How to start running

Congratulations on taking the first steps to challenge yourself with a new skill that will become a positive influence in your life!

“Unless you try to do something beyond what you have already mastered, you will never grow.” — Ralph Waldo Emerson

 

Whether you’ve already started running or this is your first step in claiming your new title as runner, you should celebrate. Too often, I hear people say, “I’m not really a runner.” What? Seriously? How can I be standing at the finish line of a 5k race talking to a participant and hear those words? If you pick up your feet and move at a pace slightly faster than walking—you’re a RUNNER.

 

If you need someone to give you permission to claim this title, I will. Welcome to the club! Starting right now, pat yourself on the back and embrace the exciting new journey you're about to begin.

 

Running motivation

 

I’ve packed this article with my best tips for new runners. These steps are easy to accomplish and will lead you in the right direction.
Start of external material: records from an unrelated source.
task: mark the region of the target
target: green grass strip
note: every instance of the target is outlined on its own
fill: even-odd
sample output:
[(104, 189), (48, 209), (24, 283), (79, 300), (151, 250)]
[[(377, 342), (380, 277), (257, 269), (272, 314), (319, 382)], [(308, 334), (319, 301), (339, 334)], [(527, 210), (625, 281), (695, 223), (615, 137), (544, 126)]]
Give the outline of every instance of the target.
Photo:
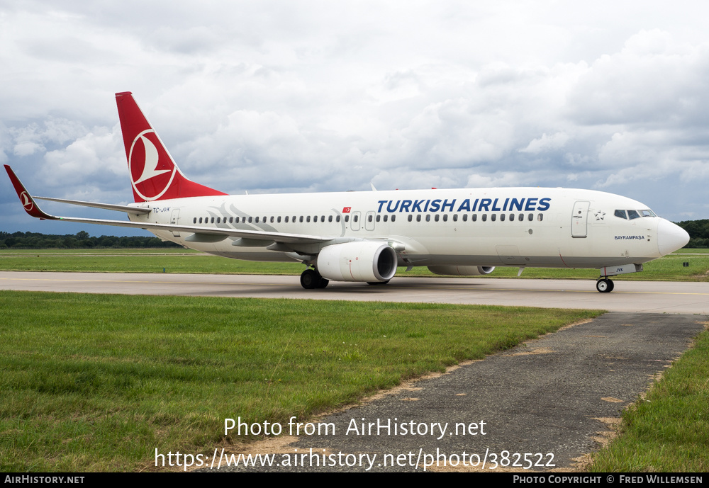
[(709, 331), (623, 416), (596, 472), (709, 472)]
[(599, 313), (0, 291), (0, 469), (149, 468)]

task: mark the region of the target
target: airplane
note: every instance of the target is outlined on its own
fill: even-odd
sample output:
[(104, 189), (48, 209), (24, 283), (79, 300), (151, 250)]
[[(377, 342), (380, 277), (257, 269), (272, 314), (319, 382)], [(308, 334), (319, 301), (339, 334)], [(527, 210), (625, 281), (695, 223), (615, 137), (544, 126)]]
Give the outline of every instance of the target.
[[(134, 203), (32, 196), (9, 166), (28, 214), (144, 229), (165, 241), (226, 258), (298, 261), (301, 285), (386, 284), (397, 267), (480, 276), (496, 266), (600, 270), (610, 277), (683, 247), (689, 235), (635, 200), (561, 188), (483, 188), (227, 195), (188, 179), (130, 92), (116, 94)], [(124, 212), (128, 220), (57, 217), (38, 200)]]

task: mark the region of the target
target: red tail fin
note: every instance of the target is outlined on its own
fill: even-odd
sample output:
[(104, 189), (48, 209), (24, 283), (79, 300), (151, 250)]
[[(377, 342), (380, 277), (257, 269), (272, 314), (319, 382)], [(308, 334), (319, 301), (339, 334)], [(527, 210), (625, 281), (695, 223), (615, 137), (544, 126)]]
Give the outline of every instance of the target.
[(130, 91), (116, 93), (136, 202), (226, 195), (187, 179)]

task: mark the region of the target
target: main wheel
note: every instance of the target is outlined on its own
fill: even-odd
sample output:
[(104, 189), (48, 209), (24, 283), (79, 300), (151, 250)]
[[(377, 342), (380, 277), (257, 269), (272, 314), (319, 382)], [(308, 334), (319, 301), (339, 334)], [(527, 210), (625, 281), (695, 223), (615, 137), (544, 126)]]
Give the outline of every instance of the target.
[(607, 278), (596, 282), (596, 289), (601, 293), (610, 293), (613, 290), (613, 282)]
[(301, 274), (301, 286), (306, 290), (317, 288), (322, 277), (314, 269), (308, 268)]

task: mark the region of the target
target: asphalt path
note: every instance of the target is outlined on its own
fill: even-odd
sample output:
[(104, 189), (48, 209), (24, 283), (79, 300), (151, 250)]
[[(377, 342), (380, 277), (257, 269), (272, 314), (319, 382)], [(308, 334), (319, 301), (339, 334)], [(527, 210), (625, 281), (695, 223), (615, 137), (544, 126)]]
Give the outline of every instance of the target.
[[(706, 319), (606, 314), (408, 384), (310, 428), (303, 424), (300, 436), (244, 451), (273, 456), (270, 465), (262, 458), (254, 466), (227, 467), (239, 453), (218, 450), (213, 467), (202, 470), (582, 470), (620, 412), (686, 349)], [(293, 429), (296, 422), (303, 421), (294, 419)], [(284, 422), (282, 429), (290, 433), (291, 426)]]
[[(219, 471), (423, 471), (431, 463), (427, 470), (525, 472), (530, 463), (527, 472), (582, 469), (622, 410), (686, 350), (709, 320), (705, 283), (616, 281), (613, 293), (598, 293), (592, 280), (406, 278), (386, 285), (333, 283), (306, 290), (298, 276), (0, 272), (0, 289), (613, 311), (383, 392), (313, 424), (332, 424), (334, 435), (301, 431), (250, 446), (250, 453), (272, 455), (273, 465), (223, 464)], [(395, 424), (399, 432), (406, 424), (416, 433), (395, 434)], [(386, 425), (391, 430), (380, 427)], [(282, 426), (288, 433), (287, 424)], [(206, 462), (213, 460), (216, 467), (229, 455), (215, 450)]]
[(388, 285), (331, 283), (323, 290), (304, 290), (295, 276), (3, 271), (0, 272), (0, 289), (709, 314), (709, 283), (616, 280), (612, 293), (599, 293), (592, 280), (395, 278)]

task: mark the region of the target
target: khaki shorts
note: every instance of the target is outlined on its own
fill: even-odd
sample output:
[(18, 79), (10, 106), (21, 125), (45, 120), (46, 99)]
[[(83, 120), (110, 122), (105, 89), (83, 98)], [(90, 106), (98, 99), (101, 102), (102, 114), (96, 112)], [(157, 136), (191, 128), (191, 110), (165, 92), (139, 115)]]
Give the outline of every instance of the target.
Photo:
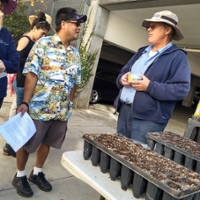
[(37, 131), (33, 137), (24, 145), (25, 150), (28, 153), (33, 153), (36, 151), (40, 143), (46, 144), (56, 149), (60, 149), (67, 132), (67, 121), (33, 121)]

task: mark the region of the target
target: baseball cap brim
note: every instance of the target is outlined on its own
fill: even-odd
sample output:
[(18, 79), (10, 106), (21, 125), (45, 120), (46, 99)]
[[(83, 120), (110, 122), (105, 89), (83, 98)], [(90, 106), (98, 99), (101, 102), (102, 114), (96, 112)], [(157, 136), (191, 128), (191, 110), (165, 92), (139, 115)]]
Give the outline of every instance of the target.
[(3, 9), (3, 13), (4, 15), (9, 15), (12, 12), (14, 12), (16, 8), (17, 8), (17, 2), (14, 0), (9, 0), (8, 4)]

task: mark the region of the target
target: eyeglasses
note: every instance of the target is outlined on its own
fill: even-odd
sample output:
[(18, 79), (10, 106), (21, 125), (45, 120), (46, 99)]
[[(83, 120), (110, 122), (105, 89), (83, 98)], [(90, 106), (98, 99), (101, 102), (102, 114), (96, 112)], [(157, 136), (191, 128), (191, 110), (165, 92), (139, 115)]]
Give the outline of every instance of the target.
[(158, 26), (164, 26), (165, 28), (168, 27), (168, 25), (165, 24), (165, 23), (156, 23), (156, 24), (149, 24), (149, 25), (146, 27), (146, 30), (148, 30), (149, 28), (151, 28), (151, 30), (154, 30), (154, 29), (157, 28)]
[(77, 27), (81, 25), (79, 21), (68, 21), (69, 23), (75, 24)]
[(156, 25), (156, 24), (149, 24), (149, 25), (146, 27), (146, 30), (148, 30), (149, 28), (151, 28), (151, 30), (154, 30), (156, 27), (158, 27), (158, 25)]

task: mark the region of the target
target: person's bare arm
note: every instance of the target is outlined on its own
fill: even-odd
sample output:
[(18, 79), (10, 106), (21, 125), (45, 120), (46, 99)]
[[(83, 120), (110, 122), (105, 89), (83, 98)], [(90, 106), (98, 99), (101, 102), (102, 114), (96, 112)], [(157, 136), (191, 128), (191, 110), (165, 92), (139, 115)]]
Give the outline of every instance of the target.
[[(33, 95), (33, 92), (35, 90), (35, 86), (37, 83), (38, 77), (36, 74), (29, 72), (26, 75), (26, 80), (25, 80), (25, 87), (24, 87), (24, 98), (23, 102), (29, 103), (31, 100), (31, 97)], [(28, 111), (28, 106), (24, 103), (22, 103), (18, 108), (17, 108), (17, 113), (21, 112), (21, 116), (24, 115), (25, 112)]]
[(22, 37), (17, 44), (17, 51), (21, 51), (22, 49), (24, 49), (27, 46), (28, 42), (29, 40), (27, 37)]

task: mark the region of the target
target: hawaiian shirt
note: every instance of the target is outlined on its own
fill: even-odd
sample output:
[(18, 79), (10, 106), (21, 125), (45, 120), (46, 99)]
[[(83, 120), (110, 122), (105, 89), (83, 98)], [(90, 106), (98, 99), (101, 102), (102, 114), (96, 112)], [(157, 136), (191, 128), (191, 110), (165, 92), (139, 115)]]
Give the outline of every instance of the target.
[(60, 37), (39, 39), (31, 49), (23, 74), (32, 72), (38, 81), (29, 104), (32, 119), (67, 121), (71, 115), (70, 91), (81, 83), (78, 50), (63, 45)]

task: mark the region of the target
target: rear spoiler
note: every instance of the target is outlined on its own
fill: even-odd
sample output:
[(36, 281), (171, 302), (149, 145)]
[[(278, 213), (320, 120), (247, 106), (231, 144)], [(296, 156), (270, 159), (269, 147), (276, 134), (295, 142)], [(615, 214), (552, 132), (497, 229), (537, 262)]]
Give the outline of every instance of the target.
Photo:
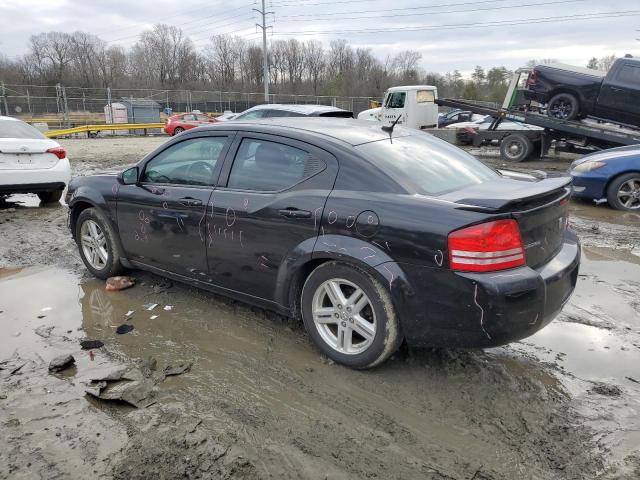
[(516, 207), (536, 208), (545, 203), (556, 202), (571, 194), (571, 177), (553, 177), (539, 182), (522, 182), (522, 188), (510, 190), (500, 195), (495, 192), (493, 197), (463, 198), (455, 203), (462, 210), (481, 210), (500, 212), (512, 210)]

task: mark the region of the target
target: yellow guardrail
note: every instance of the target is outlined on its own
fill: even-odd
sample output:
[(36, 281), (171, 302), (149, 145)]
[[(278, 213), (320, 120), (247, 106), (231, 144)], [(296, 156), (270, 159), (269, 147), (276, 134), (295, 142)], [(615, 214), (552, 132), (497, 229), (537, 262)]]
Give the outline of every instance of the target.
[(47, 130), (44, 134), (49, 137), (63, 137), (74, 133), (97, 133), (105, 130), (146, 130), (152, 128), (164, 128), (164, 123), (110, 123), (103, 125), (81, 125), (73, 128), (60, 128), (57, 130)]

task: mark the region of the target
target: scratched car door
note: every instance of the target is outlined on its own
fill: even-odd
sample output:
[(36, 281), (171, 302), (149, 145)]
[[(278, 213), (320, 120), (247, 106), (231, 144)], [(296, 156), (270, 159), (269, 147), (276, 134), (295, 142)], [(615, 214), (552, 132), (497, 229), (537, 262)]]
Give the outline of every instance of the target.
[(273, 301), (287, 257), (313, 248), (337, 171), (335, 157), (315, 146), (239, 133), (207, 211), (211, 281)]
[(137, 185), (118, 191), (118, 228), (127, 258), (188, 277), (207, 272), (203, 219), (227, 135), (173, 143), (145, 163)]

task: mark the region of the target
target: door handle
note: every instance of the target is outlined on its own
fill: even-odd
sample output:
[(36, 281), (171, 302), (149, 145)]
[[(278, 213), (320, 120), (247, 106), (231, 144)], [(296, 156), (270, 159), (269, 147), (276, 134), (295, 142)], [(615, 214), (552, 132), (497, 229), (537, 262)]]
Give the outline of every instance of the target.
[(198, 200), (197, 198), (184, 197), (184, 198), (181, 198), (178, 201), (180, 202), (180, 205), (183, 205), (185, 207), (200, 207), (200, 206), (202, 206), (202, 200)]
[(298, 208), (283, 208), (280, 210), (280, 215), (287, 218), (311, 218), (311, 212), (309, 210), (300, 210)]

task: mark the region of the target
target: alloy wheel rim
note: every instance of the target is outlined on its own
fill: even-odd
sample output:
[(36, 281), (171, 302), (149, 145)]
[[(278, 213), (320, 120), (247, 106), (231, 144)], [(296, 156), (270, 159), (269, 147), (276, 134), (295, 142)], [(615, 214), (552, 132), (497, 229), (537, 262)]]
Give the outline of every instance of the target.
[(80, 244), (84, 258), (96, 270), (102, 270), (109, 261), (107, 237), (102, 228), (93, 220), (86, 220), (80, 229)]
[(509, 158), (518, 158), (522, 153), (522, 144), (520, 142), (512, 141), (507, 144), (506, 154)]
[(640, 209), (640, 177), (630, 178), (618, 188), (618, 200), (630, 210)]
[(355, 283), (333, 278), (320, 285), (312, 300), (313, 323), (333, 350), (357, 355), (376, 336), (376, 315), (369, 297)]

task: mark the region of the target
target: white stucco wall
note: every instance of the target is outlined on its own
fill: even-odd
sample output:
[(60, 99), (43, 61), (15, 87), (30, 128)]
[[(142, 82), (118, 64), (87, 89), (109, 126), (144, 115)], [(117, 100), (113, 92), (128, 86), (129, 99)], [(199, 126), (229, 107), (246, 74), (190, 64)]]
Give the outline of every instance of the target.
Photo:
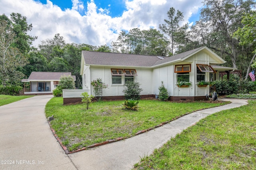
[(82, 76), (82, 89), (89, 90), (88, 91), (89, 95), (91, 95), (91, 76), (90, 67), (85, 65), (84, 66), (84, 69)]

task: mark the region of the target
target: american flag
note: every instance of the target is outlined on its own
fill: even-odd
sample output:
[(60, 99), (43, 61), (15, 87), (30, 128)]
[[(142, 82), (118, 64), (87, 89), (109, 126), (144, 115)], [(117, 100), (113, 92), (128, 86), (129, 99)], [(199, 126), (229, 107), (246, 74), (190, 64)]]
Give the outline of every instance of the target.
[(251, 77), (252, 81), (255, 81), (255, 75), (254, 73), (255, 73), (255, 70), (252, 70), (251, 72), (249, 73), (249, 75)]

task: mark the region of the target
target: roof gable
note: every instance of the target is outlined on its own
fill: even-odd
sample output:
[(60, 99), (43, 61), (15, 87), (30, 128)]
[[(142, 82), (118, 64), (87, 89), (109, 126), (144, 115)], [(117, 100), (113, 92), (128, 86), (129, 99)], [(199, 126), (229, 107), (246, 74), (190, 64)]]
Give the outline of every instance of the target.
[(75, 76), (72, 76), (71, 72), (32, 71), (28, 81), (60, 80), (62, 76), (70, 75), (76, 80)]

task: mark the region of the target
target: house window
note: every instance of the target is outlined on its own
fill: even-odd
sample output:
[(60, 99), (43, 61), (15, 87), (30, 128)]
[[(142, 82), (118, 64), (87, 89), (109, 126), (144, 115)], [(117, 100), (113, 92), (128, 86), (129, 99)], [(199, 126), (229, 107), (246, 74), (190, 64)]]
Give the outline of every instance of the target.
[(53, 82), (53, 85), (54, 85), (54, 87), (57, 87), (57, 86), (59, 85), (59, 82), (58, 81), (54, 81)]
[(122, 76), (124, 75), (122, 69), (111, 69), (112, 84), (122, 84)]
[(85, 74), (84, 74), (84, 84), (86, 84), (86, 77), (85, 77)]
[(137, 75), (134, 69), (111, 69), (112, 84), (122, 84), (127, 81), (134, 81), (134, 76)]
[(127, 81), (134, 81), (134, 77), (133, 75), (126, 75), (124, 76), (124, 83), (126, 83)]
[(175, 65), (174, 73), (189, 73), (191, 71), (191, 64)]
[(177, 73), (177, 81), (189, 82), (189, 73)]
[(198, 67), (196, 69), (196, 81), (205, 81), (205, 72), (201, 71)]

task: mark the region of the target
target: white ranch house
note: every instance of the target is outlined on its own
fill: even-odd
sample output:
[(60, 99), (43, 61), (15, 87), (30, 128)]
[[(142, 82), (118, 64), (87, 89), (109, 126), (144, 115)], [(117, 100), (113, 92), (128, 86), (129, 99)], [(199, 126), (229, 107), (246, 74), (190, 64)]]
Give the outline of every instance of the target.
[[(209, 95), (209, 86), (198, 87), (197, 82), (214, 81), (219, 78), (220, 71), (236, 69), (218, 65), (225, 62), (205, 46), (169, 57), (83, 51), (80, 70), (83, 92), (94, 95), (91, 82), (100, 78), (108, 85), (103, 90), (103, 99), (122, 99), (124, 84), (133, 80), (140, 84), (142, 97), (154, 97), (163, 81), (169, 100), (205, 99), (206, 95)], [(190, 82), (192, 85), (179, 87), (176, 85), (179, 80)], [(75, 100), (80, 97), (64, 93), (64, 104), (65, 98)], [(71, 100), (69, 99), (69, 102)]]
[(71, 72), (32, 71), (28, 79), (21, 81), (24, 84), (23, 92), (26, 95), (52, 94), (61, 76), (70, 75), (76, 80), (76, 76), (71, 75)]

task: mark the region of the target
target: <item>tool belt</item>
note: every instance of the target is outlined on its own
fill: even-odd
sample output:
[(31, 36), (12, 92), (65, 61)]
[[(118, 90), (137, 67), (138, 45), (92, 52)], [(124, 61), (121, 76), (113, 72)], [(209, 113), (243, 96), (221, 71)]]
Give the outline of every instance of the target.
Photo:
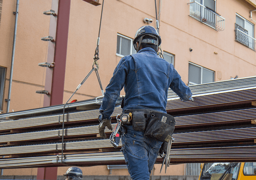
[[(143, 109), (130, 109), (124, 113), (129, 114), (129, 123), (126, 124), (132, 124), (134, 130), (143, 131), (145, 136), (159, 141), (170, 141), (175, 125), (175, 119), (172, 116)], [(120, 119), (122, 121), (122, 115)]]

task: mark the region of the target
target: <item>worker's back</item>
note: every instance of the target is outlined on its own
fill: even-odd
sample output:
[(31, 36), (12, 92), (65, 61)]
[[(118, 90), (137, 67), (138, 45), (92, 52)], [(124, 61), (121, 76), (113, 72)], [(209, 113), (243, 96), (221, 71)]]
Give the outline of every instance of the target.
[(166, 112), (173, 66), (149, 48), (126, 59), (129, 72), (125, 85), (124, 110), (146, 108)]

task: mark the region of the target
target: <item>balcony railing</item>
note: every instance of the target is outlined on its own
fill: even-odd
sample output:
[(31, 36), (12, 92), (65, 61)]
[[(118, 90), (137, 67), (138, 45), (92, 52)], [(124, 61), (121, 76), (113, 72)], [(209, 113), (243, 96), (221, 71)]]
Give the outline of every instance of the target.
[(235, 40), (256, 51), (256, 39), (248, 35), (248, 31), (235, 24)]
[(225, 28), (225, 19), (197, 1), (188, 3), (190, 6), (189, 16), (217, 31)]

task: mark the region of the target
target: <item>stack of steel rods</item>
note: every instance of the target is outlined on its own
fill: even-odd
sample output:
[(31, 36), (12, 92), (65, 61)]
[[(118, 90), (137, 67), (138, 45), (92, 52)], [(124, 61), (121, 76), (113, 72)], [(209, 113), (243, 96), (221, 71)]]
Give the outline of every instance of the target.
[[(256, 162), (256, 77), (190, 88), (194, 102), (183, 102), (169, 91), (167, 111), (176, 121), (171, 162)], [(113, 128), (121, 100), (112, 115)], [(115, 149), (97, 136), (98, 109), (80, 110), (101, 100), (67, 104), (63, 146), (63, 105), (0, 115), (14, 120), (0, 122), (0, 168), (124, 164), (120, 144)]]

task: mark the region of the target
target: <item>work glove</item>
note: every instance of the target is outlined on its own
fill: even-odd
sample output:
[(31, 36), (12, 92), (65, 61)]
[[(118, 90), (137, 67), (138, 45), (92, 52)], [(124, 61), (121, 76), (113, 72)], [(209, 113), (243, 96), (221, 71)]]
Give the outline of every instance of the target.
[(101, 138), (106, 138), (106, 134), (104, 132), (105, 127), (107, 126), (109, 129), (112, 130), (112, 126), (111, 125), (111, 119), (110, 120), (102, 120), (99, 125), (99, 132), (100, 136)]

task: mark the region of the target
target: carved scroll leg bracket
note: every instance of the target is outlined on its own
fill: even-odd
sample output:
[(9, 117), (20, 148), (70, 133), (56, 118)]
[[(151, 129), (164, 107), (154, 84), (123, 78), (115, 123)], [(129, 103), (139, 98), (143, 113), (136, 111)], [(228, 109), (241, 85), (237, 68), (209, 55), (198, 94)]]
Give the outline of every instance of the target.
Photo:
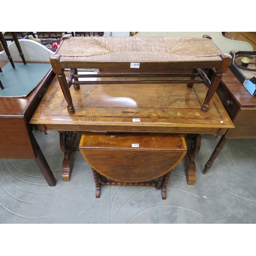
[(196, 166), (195, 163), (195, 155), (199, 152), (201, 147), (201, 134), (187, 134), (185, 137), (187, 152), (185, 156), (185, 173), (188, 185), (196, 183)]
[(62, 180), (69, 181), (71, 177), (74, 148), (77, 147), (81, 133), (59, 132), (60, 148), (64, 152), (62, 162)]
[(92, 170), (93, 171), (93, 178), (95, 182), (95, 196), (96, 198), (99, 198), (100, 197), (100, 180), (99, 179), (100, 176), (94, 169), (92, 168)]

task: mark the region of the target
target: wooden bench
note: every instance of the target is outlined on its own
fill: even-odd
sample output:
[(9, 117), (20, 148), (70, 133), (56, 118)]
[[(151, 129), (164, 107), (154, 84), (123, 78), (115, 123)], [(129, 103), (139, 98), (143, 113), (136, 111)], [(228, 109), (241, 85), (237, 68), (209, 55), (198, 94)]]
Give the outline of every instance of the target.
[[(226, 71), (231, 57), (215, 45), (207, 36), (186, 37), (93, 37), (66, 36), (56, 54), (50, 57), (54, 72), (58, 79), (68, 103), (70, 114), (75, 113), (75, 107), (69, 88), (73, 84), (76, 89), (88, 81), (79, 80), (79, 69), (99, 69), (113, 70), (113, 77), (127, 76), (132, 72), (138, 79), (122, 83), (143, 82), (145, 75), (159, 76), (157, 82), (187, 83), (191, 87), (195, 83), (204, 83), (209, 89), (201, 111), (207, 112), (209, 102)], [(68, 77), (65, 69), (70, 69)], [(217, 72), (208, 78), (203, 70), (217, 69)], [(119, 72), (116, 72), (118, 70)], [(163, 72), (163, 71), (164, 71)], [(165, 72), (164, 72), (165, 71)], [(159, 72), (161, 74), (159, 74)], [(149, 74), (148, 74), (149, 72)], [(131, 74), (129, 74), (131, 75)], [(166, 76), (181, 77), (173, 81), (166, 81)], [(184, 80), (184, 77), (189, 78)], [(200, 79), (196, 79), (196, 78)], [(115, 82), (120, 82), (117, 78)], [(140, 80), (139, 82), (138, 80)], [(148, 81), (146, 82), (148, 82)], [(102, 76), (96, 81), (104, 83)], [(112, 83), (115, 82), (112, 81)]]

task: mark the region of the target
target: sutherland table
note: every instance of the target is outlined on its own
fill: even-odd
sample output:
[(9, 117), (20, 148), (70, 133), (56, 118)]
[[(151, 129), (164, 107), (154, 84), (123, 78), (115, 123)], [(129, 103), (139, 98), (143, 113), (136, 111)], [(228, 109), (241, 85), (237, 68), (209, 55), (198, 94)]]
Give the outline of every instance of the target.
[[(65, 73), (68, 75), (68, 73)], [(138, 79), (147, 79), (146, 77)], [(98, 78), (97, 80), (100, 78)], [(106, 77), (116, 82), (119, 78)], [(133, 78), (123, 77), (124, 80)], [(157, 80), (158, 77), (147, 78)], [(166, 78), (171, 79), (172, 78)], [(30, 120), (40, 131), (58, 131), (65, 152), (62, 179), (69, 181), (74, 149), (81, 132), (155, 133), (186, 134), (187, 182), (195, 184), (195, 156), (204, 134), (223, 135), (234, 126), (215, 94), (207, 112), (202, 112), (207, 90), (204, 83), (188, 87), (168, 82), (84, 84), (70, 91), (76, 111), (69, 113), (56, 76)]]

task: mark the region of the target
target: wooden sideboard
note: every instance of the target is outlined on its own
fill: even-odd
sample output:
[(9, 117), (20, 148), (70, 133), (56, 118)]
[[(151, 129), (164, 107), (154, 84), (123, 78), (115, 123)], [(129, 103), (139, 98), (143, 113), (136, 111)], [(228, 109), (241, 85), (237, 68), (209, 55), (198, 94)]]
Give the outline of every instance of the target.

Let’s dive in and do this together!

  


Easy Pre-run Preparation for Long-Term Success


  

  1. Focus your mind - Success begins with your mindset. Sabotaging your efforts with negative thoughts will hamper your efforts and steal your joy. Resist the urge to say (or think) negative comments such as “I’m not a runner.” Sometimes our negative tendencies are subconscious, but recognizing these tendencies early can be critical to your success.

 

A simple first step is to claim, “I AM a runner.” If you’re not ready to speak it out loud, at the very least, say it to yourself.

 

  1. Do a health check for your mind and body - As with any new exercise program, you should always consider your health and consult a doctor if necessary. Be smart with your health issues; however, don’t let little aches and pains become excuses for not running at all.

 

I’ve suffered both knee and back issues over the last 15 years, but I still manage to run every week and participate in half marathons with only minor limitations. I’ve accomplished this through proper training, sufficient rest, healthy eating habits, and strength training to provide additional support to my joints.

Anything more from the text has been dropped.